Currently, Fannie Mae and Freddie Mac finance Manufactured Housing Communities (MHCs) – where residents own their homes and lease the pad on which the house is situated – only when the owner offers protections to tenants, the FHFA said in the RFI.
These protections include renewable lease terms, advance notice of rental payment increases or sale of a manufactured housing community, and rights regarding the sale of their manufactured homes.
The Lincoln Institute of Land Policy also sent a letter to the FHFA, with other four organizations, including the American Council for an Energy-Efficient Economy, Housing Assistance Council, Local Initiatives Support Corporation and Prosperity Now.
The group recommended that Fannie Mae and Freddie Mac explore additional options to strengthen their protections by retaining the 60-day advanced notice period for a planned sale while establishing a 180-day notice for planned closures. “We also recommend that tenants, nonprofits and public entities have the right to match any MHC purchase offer within 180 days of when an MHC with an Enterprise-backed loan is sold.”
The organizations suggest that FHFA should set forth measures to prevent landlords from refusing to rent to someone because of their source of income; require notice at least 30 days before rent increases; eliminate unnecessary fees that prevent tenants from applying; and establish just-cause requirements to prohibit landlords from evicting renters for specific discriminatory reasons.
A federal government push
In January, the White House launched the ‘resident-centered housing challenge,’ which urged housing providers and local governments to step up their policies to protect tenants as rent prices soared.
To illustrate the challenge, a recent Redfin report showed that the U.S. rental market has been slowing for over a year, but the median asking rent in June of $2,029 was not far off the record $2,053 in August 2022.
According to the White House, roughly 35% of the U.S. population — or over 44 million households – live in rental housing.

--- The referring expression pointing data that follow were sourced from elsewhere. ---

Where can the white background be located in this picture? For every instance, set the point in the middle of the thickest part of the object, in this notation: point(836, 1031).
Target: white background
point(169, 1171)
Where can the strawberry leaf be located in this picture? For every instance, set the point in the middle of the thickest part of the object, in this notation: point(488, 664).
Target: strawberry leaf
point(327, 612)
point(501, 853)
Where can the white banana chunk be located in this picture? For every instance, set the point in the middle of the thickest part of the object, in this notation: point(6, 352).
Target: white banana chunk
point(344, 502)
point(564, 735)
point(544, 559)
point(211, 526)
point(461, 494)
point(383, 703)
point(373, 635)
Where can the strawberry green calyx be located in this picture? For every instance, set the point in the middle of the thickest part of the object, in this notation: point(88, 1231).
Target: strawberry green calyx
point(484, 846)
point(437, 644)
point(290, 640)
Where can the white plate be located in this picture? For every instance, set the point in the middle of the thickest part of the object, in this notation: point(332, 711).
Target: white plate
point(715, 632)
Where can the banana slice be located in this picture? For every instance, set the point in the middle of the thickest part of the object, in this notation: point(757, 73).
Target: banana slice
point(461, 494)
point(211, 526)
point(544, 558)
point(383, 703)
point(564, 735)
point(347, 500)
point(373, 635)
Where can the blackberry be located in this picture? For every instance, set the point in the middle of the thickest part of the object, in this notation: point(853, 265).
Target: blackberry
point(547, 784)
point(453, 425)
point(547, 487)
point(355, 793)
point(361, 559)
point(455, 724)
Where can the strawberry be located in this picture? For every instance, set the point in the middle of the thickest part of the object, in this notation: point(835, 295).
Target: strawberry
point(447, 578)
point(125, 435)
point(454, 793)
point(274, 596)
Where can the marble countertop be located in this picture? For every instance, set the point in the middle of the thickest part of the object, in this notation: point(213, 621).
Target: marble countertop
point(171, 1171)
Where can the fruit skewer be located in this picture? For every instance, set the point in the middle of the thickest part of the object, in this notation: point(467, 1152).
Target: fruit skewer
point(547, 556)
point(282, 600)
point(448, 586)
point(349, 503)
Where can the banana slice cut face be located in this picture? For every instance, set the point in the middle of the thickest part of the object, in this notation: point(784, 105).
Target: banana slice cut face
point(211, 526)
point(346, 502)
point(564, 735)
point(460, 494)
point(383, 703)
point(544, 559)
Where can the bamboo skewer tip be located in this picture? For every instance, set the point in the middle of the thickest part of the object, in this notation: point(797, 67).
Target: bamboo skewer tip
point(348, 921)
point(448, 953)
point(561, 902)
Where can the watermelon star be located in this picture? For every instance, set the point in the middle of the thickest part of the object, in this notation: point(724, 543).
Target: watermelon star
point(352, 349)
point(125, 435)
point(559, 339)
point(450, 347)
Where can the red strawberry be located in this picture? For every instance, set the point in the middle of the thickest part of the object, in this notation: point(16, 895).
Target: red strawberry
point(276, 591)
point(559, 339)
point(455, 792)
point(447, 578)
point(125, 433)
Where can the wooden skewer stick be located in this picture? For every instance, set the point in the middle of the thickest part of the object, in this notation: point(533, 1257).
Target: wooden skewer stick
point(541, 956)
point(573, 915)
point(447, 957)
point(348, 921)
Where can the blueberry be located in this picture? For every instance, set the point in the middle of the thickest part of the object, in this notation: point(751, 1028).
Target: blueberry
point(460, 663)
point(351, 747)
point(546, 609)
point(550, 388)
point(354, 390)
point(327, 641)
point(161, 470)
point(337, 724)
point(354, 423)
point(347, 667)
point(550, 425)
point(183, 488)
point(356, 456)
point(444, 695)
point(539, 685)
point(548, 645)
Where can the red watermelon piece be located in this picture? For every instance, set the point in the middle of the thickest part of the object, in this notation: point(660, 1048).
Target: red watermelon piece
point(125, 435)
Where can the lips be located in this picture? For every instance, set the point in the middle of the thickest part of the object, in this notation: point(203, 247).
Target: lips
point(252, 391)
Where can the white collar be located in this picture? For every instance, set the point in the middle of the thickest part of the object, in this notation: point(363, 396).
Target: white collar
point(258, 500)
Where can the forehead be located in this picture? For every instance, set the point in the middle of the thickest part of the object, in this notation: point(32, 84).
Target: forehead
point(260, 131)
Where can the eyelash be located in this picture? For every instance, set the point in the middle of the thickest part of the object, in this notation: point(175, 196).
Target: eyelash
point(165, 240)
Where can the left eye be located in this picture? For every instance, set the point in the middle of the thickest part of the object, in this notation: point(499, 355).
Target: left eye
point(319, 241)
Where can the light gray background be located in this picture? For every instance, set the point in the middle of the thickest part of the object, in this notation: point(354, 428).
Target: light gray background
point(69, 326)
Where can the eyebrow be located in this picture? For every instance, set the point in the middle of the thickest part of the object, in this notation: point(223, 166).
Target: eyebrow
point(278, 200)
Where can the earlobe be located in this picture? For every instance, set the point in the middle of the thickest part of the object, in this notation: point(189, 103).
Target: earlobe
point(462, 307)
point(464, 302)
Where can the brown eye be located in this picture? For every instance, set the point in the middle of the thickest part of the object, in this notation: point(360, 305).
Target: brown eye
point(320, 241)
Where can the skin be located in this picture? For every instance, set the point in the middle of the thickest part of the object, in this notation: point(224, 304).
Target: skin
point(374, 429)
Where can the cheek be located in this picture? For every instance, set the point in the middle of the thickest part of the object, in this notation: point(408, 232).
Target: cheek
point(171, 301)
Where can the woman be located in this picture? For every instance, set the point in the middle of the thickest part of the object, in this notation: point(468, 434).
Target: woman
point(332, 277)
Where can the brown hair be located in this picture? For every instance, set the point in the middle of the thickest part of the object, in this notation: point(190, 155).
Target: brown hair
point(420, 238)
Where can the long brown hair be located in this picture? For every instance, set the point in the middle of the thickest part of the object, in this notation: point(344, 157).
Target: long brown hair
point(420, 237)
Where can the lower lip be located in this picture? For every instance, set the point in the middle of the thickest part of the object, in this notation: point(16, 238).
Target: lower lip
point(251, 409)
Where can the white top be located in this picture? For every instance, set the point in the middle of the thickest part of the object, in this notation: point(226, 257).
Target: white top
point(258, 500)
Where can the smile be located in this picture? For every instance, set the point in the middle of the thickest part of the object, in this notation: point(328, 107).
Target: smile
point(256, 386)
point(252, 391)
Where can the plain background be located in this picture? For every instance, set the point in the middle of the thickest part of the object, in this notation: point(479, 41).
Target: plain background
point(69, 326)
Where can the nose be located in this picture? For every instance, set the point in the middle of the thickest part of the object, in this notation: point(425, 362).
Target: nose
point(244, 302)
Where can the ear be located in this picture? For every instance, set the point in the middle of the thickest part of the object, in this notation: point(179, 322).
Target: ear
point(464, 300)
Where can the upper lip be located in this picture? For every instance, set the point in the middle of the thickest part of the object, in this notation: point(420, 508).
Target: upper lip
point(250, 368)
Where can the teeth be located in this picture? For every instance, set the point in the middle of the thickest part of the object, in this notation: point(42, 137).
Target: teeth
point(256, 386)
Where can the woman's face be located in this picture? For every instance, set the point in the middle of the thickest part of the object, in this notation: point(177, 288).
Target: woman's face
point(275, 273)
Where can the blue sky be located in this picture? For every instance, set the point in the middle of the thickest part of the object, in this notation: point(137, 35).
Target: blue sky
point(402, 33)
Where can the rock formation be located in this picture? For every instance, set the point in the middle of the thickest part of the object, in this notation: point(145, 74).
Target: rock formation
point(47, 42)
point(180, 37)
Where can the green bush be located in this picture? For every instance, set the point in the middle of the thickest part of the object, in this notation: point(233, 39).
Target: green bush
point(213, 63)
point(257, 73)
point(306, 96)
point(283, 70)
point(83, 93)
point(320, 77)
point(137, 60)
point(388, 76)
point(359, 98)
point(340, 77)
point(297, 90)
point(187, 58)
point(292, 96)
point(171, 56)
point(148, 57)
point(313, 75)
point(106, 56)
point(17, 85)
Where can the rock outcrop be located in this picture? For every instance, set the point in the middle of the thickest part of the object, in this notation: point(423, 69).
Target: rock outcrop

Nearly one-third of all rental units nationwide are financed with federally backed-mortgages.
The FHFA said in its request for input that the GSEs’ responsibility is to “not only ensure liquidity is available for affordable rental housing but also to address challenges faced by tenants and property owners in the multifamily housing market.”
The RFI states that the GSEs have voluntary rent restriction programs in place that preserve affordable housing.
Freddie Mac offers flexible credit terms to borrowers who agree to preserve affordable rent levels on a portion of units at a multifamily property for a specified period. Meanwhile, Fannie Mae has a program that requires multifamily borrowers to restrict rents in 20% of units for tenants with incomes at or below 80% of an area median income (AMI).